Meet the Watch-and-Learn Agents Rewriting Operations

Breaking: the screen is now an instruction manual

In October 2025, a new class of automation moved from research into the daily toolkit. Google introduced the Gemini 2.5 Computer Use model, which can navigate interfaces by reading the pixels on a screen and taking actions the way people do. Anthropic, OpenAI, Microsoft, UiPath, and others are rolling out similar capabilities that click, type, scroll, and recover from errors while keeping a human in the loop.

Think of these systems as capable new hires. They shadow an expert for a few sessions, draft a standard operating procedure, then offer to run the workflow while you watch. Instead of brittle scripts tied to one app’s internals, they learn from the visible screen, which is the universal interface for work. That shift puts human reasoning at the center of automation and shortens the path from insight to impact.

What learn by watching really means

A learn-by-watching agent is a loop of perception, planning, action, and reflection.

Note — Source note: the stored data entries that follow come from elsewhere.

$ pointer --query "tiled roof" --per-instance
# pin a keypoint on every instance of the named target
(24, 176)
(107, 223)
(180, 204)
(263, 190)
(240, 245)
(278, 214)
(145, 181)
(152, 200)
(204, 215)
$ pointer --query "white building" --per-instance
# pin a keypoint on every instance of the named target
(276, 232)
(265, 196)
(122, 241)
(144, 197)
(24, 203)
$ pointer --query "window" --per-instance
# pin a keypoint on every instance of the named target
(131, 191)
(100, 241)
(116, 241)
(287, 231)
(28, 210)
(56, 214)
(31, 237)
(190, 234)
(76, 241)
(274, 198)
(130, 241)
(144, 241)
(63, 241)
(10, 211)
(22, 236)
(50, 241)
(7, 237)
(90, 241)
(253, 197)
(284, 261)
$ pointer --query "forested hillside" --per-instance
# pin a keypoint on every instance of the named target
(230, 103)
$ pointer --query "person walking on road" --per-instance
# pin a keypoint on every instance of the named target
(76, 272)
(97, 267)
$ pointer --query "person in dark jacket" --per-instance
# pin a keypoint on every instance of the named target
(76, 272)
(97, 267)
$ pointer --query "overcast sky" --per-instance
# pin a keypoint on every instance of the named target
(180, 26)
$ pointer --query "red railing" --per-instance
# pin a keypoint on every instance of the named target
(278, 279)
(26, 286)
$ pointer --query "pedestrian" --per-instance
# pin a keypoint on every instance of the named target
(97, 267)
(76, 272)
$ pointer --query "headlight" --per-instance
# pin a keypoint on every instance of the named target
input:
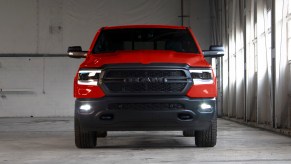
(88, 77)
(201, 76)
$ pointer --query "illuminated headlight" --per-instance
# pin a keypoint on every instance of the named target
(85, 107)
(88, 77)
(205, 108)
(201, 76)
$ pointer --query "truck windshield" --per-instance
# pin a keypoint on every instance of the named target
(179, 40)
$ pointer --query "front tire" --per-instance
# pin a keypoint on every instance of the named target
(189, 133)
(208, 137)
(83, 138)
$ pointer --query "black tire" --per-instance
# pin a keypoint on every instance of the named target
(84, 139)
(101, 134)
(208, 137)
(189, 133)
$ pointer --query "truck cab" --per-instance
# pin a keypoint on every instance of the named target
(145, 77)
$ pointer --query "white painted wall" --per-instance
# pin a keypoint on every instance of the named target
(41, 87)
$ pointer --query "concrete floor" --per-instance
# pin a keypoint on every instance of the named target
(51, 141)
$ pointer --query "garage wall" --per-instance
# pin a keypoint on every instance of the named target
(256, 65)
(35, 76)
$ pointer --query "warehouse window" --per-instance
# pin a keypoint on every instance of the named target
(289, 31)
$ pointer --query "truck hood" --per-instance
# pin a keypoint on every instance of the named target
(144, 57)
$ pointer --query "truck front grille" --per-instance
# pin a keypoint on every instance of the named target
(145, 81)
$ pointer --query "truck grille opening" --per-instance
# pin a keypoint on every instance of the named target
(145, 106)
(145, 81)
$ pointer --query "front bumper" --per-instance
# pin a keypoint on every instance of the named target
(98, 114)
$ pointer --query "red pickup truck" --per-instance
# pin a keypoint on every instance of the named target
(145, 77)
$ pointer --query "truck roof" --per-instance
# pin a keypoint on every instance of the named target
(145, 26)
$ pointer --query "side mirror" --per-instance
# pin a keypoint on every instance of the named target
(76, 52)
(214, 51)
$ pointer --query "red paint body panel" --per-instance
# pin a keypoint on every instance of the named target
(144, 57)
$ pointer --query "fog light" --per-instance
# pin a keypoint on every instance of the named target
(205, 108)
(85, 107)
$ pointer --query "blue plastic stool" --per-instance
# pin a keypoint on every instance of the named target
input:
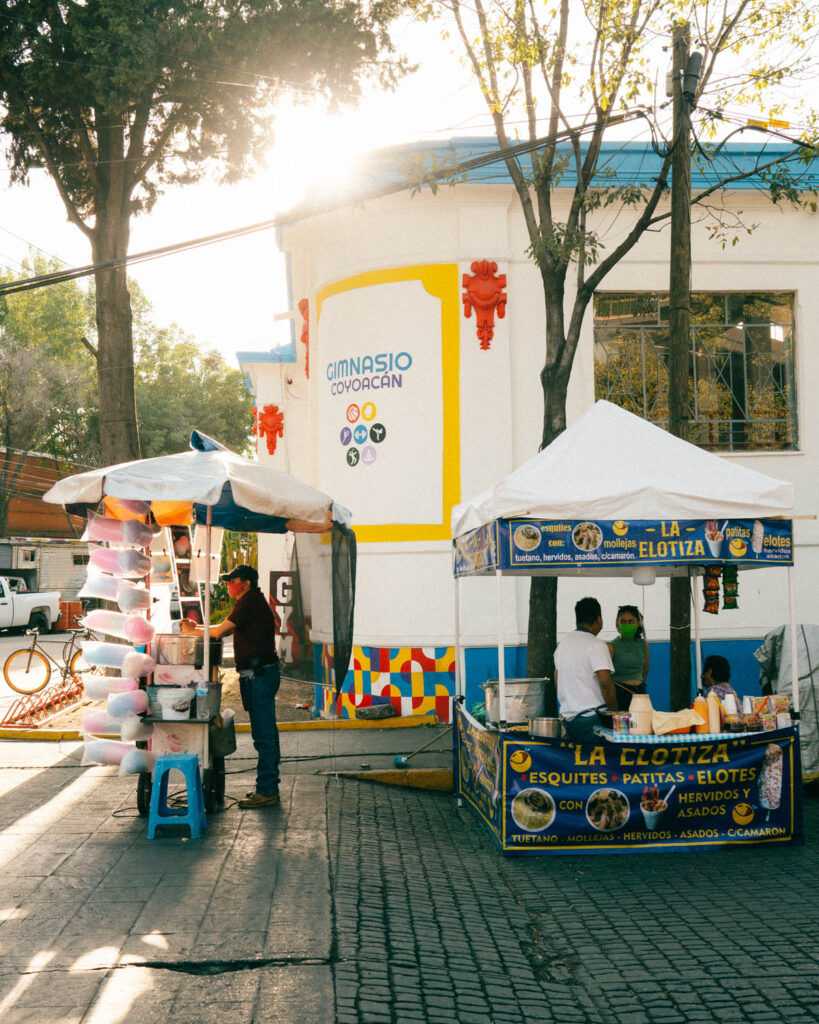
(161, 814)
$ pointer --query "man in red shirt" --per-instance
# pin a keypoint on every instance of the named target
(253, 627)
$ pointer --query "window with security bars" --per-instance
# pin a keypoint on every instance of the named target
(741, 393)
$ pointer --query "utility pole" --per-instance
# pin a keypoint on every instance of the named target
(685, 72)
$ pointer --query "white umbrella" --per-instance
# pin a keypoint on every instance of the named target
(226, 491)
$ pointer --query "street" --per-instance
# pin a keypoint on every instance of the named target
(357, 902)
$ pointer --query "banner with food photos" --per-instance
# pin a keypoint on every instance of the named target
(530, 544)
(550, 796)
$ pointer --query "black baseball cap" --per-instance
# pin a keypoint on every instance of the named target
(243, 572)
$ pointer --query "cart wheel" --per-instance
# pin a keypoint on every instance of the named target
(209, 791)
(218, 779)
(144, 784)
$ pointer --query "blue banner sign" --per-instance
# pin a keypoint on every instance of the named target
(530, 544)
(549, 796)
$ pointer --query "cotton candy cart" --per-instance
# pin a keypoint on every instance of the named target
(204, 733)
(215, 487)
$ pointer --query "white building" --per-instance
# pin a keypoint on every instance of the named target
(405, 413)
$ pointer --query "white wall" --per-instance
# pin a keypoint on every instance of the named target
(404, 586)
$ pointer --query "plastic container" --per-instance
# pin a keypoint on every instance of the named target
(137, 665)
(641, 712)
(174, 675)
(525, 698)
(100, 687)
(176, 648)
(174, 701)
(715, 719)
(700, 706)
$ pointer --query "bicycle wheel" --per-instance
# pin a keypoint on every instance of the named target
(27, 671)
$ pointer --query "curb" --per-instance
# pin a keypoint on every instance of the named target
(438, 779)
(57, 735)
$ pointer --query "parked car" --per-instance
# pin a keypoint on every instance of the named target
(20, 607)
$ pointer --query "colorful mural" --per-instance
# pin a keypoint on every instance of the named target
(414, 680)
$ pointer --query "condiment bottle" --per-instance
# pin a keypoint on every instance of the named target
(715, 720)
(701, 709)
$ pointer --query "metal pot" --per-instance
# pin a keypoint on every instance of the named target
(174, 648)
(551, 728)
(525, 698)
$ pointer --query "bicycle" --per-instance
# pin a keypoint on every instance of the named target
(28, 671)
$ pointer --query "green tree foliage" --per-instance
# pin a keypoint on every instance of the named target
(179, 387)
(118, 99)
(576, 68)
(48, 399)
(47, 396)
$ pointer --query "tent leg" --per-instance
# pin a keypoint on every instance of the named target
(501, 652)
(207, 624)
(697, 633)
(460, 685)
(794, 653)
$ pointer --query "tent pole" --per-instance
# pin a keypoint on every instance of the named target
(794, 654)
(207, 623)
(697, 634)
(459, 671)
(501, 652)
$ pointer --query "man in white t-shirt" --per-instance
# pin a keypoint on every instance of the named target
(583, 674)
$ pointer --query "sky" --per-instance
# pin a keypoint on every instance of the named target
(227, 295)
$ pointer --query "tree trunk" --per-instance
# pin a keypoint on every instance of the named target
(679, 354)
(118, 431)
(542, 635)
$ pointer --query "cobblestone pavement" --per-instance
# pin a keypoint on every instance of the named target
(354, 902)
(433, 925)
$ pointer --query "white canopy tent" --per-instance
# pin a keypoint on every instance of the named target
(222, 487)
(611, 465)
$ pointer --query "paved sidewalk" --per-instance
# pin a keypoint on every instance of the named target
(354, 902)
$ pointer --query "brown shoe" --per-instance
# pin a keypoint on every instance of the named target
(258, 800)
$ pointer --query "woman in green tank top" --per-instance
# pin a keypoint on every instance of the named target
(630, 655)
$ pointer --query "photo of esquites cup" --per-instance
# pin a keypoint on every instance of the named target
(714, 538)
(652, 807)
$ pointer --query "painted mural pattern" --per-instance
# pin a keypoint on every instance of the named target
(414, 680)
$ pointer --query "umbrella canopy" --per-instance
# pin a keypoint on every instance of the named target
(244, 495)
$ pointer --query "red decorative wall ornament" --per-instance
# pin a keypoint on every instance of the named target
(304, 309)
(483, 292)
(269, 423)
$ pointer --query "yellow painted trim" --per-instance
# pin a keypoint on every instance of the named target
(439, 281)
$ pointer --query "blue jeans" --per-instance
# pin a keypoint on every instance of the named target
(258, 699)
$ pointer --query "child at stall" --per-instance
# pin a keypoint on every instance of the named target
(630, 655)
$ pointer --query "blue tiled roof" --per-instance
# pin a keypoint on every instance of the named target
(626, 163)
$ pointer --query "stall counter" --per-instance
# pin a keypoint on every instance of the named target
(677, 793)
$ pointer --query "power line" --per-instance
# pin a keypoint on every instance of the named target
(462, 167)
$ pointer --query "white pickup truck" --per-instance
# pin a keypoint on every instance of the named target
(22, 608)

Perception: The model ingests a screenshot or video frame and a short history of clicks and keystrokes. It reads labels, buttons, hints, error messages, and table headers, and segments the interface into actionable regions.
Planning: It drafts a compact plan that maps a business goal, such as file an invoice or reconcile a record, to concrete steps across one or more applications. The plan can update as the page changes or validations fail.
Action: It emits structured actions like click, type, select from dropdown, drag, upload, or submit. Each action can be simulated in a dry run or executed for real.
Reflection: It checks results against expectations, reads any error text, backtracks when needed, and requests human approval for sensitive moves.

The loop sounds simple. The magic is the model’s ability to generalize. When the purchase order screen moves a field or an unfamiliar portal uses different labels, the agent still finds the right path by reasoning over what it sees rather than relying on a brittle selector.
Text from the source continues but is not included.